Анюта переступила порог — и остолбенела! Ее счастливица крестная рыдала над миской со щами. Видно пришла с дойки, собралась пообедать, и вдруг разобиделась, горько ей стало — и расплакалась. С недавних пор за все вместе, за крестного, Васю и новый дом, некоторые бабы возненавидели Настю. В каждой деревне найдутся две-три такие — злые и завистные. Они, как дрожжи, и нету для них большей радости, как взбаламутить других баб, рассорить, поскандалить. А взбаламутить баб нетрудно. В самом деле, многим обидно: кто-то дождался мужа, сына, строится, а ты век живи в землянке, ломай голову, чем детей накормить.
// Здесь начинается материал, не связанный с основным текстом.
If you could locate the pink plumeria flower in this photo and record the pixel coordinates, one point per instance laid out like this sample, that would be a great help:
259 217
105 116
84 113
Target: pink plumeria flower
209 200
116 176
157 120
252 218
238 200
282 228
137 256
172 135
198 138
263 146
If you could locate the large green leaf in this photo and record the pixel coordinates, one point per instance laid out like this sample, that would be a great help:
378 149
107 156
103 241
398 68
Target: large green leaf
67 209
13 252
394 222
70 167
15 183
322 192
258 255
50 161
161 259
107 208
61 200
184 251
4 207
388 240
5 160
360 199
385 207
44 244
Не только Настю невзлюбили, но и Полю Хоропольку и Дуню Бурилиху, у которых вернулись мужики.
Уж Настя старалась быть незаметней: прибежит на ферму, поскорей покормит своих быков, и по стеночке, тихонечко — домой. Но не тут-то было. Все равно слышится за спиной злой шепоток, а кто и громко поропщет, чтобы она услышала: ну есть ли где правда, бабы, и за что одним счастье, другим — одно горе мыкать, ни за что, ни про что, вон у Кати Зинуткиной — и мужик, и двое сынов, и три брата, и племянники — все там поотсталися, хоть бы один воротился, Анюшечка Купренкова с четырьмя детьми в землянке бедует, когда она оттуда вылезет, кто ей подмогнет, а для этой барыни уже хоромы готовы. Сама Анюшечка Купренкова не только ни разу не позавидовала или не укорила Настю, но пробовала образумить этих баб:
— Ну глумные вы, бабы, ну завистные, ти виновата Настя, что я бедую с детьми в землянке, или она мужика моего себе забрала?
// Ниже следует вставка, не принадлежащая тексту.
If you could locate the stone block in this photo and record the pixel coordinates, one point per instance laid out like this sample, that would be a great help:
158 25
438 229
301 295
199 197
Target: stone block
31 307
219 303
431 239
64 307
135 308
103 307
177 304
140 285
И Катя Зинуткина не сказала Насте плохого слова, но почему-то при встрече с ней Настя опускала глаза. Раньше на ферме только и слышен был ее голосище, то она расхохочется, то раскричится, остальные только ей вторили. А теперь стала Настя не чутна-не видна, боялась рот раскрыть. Все ей казалось, ее обидчицы только и поджидают, чтобы зацепить.
— Жизни нету, — жаловалась она Анюте, — все в глаза выскажут — и самогонщица ты, и воровка, и сплетница, и тебе не Бог, а сатана помогает — всего наслушалась.
— И ты терпишь! — удивленно воскликнула Анюта.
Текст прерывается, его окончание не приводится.